And (3) diluting by 5-8 times in the step (2).
The stirring in the step (2) is magnetic stirring, and the stirring time is 15-40 min; the continuous stirring time is 15-60 min.
The concentration of the ammonia water in the step (3) is 25-30 wt%.
And (4) filling nitrogen in the step (3) for 20-40 min.
The stirring in the step (3) is mechanical stirring, and Fe is added2+The stirring time is 20-60 min; adding NaNO2The later stirring time is 5-20 min; the stirring time after adding ammonia water is 1-3 h.
The cross-linking agent in the step (4) is N, N' -methylene Bisacrylamide (BIS), and the initiator is Ammonium Persulfate (APS).
And (4) filling nitrogen for 30-50 min.
And (4) stirring in the step (4) is magnetic stirring, and the stirring time is 20-40 min.
The process parameters of the temperature rise reaction in the step (4) are as follows: the reaction temperature is 50-70 ℃, and the reaction time is 30-40 min; adding an initiator and continuing the reaction for 1-4 h.
The dialysis process conditions in the steps (1), (2), (3) and (4) are as follows: soaking the membrane in deionized water of a dialysis bag with the molecular weight cutoff of 8000-14000 for 3-7 days, and changing water 3 times every day.

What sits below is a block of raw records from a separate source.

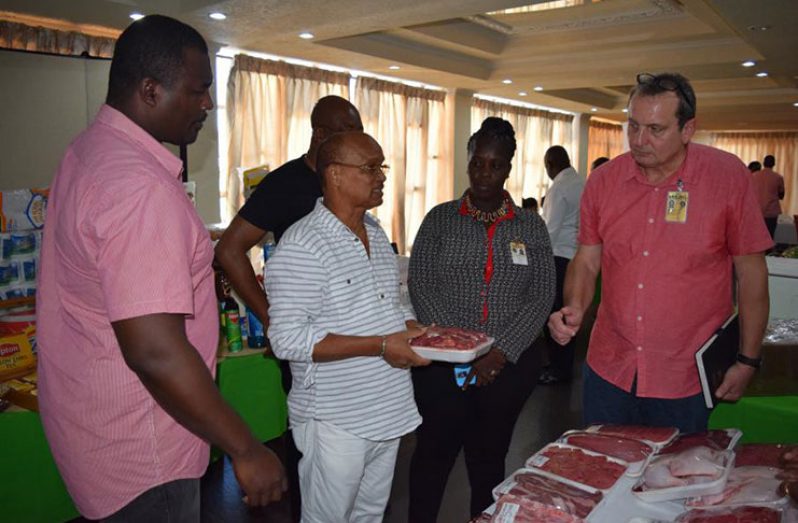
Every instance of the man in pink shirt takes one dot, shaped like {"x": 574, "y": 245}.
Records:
{"x": 769, "y": 190}
{"x": 665, "y": 224}
{"x": 126, "y": 311}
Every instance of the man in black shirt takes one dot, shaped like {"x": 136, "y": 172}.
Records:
{"x": 283, "y": 197}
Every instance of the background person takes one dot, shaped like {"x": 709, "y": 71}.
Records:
{"x": 127, "y": 316}
{"x": 655, "y": 259}
{"x": 463, "y": 273}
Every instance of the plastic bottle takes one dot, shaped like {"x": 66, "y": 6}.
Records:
{"x": 232, "y": 324}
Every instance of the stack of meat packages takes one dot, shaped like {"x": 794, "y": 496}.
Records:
{"x": 568, "y": 480}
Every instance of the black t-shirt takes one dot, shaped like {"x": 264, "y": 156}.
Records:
{"x": 285, "y": 195}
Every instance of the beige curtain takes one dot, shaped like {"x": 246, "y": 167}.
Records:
{"x": 604, "y": 139}
{"x": 755, "y": 146}
{"x": 535, "y": 131}
{"x": 268, "y": 112}
{"x": 410, "y": 125}
{"x": 23, "y": 37}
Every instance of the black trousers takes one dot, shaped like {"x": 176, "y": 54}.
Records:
{"x": 561, "y": 357}
{"x": 479, "y": 420}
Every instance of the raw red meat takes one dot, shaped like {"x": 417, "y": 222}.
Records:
{"x": 577, "y": 465}
{"x": 516, "y": 509}
{"x": 554, "y": 493}
{"x": 658, "y": 435}
{"x": 714, "y": 439}
{"x": 731, "y": 515}
{"x": 449, "y": 338}
{"x": 763, "y": 454}
{"x": 627, "y": 449}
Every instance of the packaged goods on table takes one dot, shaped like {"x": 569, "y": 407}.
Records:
{"x": 528, "y": 483}
{"x": 580, "y": 466}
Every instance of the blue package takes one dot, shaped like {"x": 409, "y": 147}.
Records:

The concentration temperature in the step (5) is 40-60 ℃.
The invention uses monomer isopropyl acrylamide NIPAM of temperature sensitive high molecular poly isopropyl acrylamide PNIPAM as monomer, uses pH/temperature dual responsiveness interpenetrating nano hydrogel prepared by hydrophilic acrylic acid AA as functional monomer as template, and uses PAA to ionize COO under alkaline condition-The method is characterized in that ferrous ions are introduced into the IPN structure nano hydrogel through electrostatic adsorption and complexation, and Fe is generated through the action of iron ions and ammonia water through in-situ polymerization3O4Successfully prepare Fe-loaded material with core-shell structure3O4The nano hydrogel PNIPAM @ (IPN/Fe) with temperature/pH/magnetic triple response3O4) The hydrogel can be rapidly self-assembled to form photonic crystals in a certain concentration range.
Advantageous effects
(1) The method has the advantages of simple process, easily obtained raw materials and environmental protection.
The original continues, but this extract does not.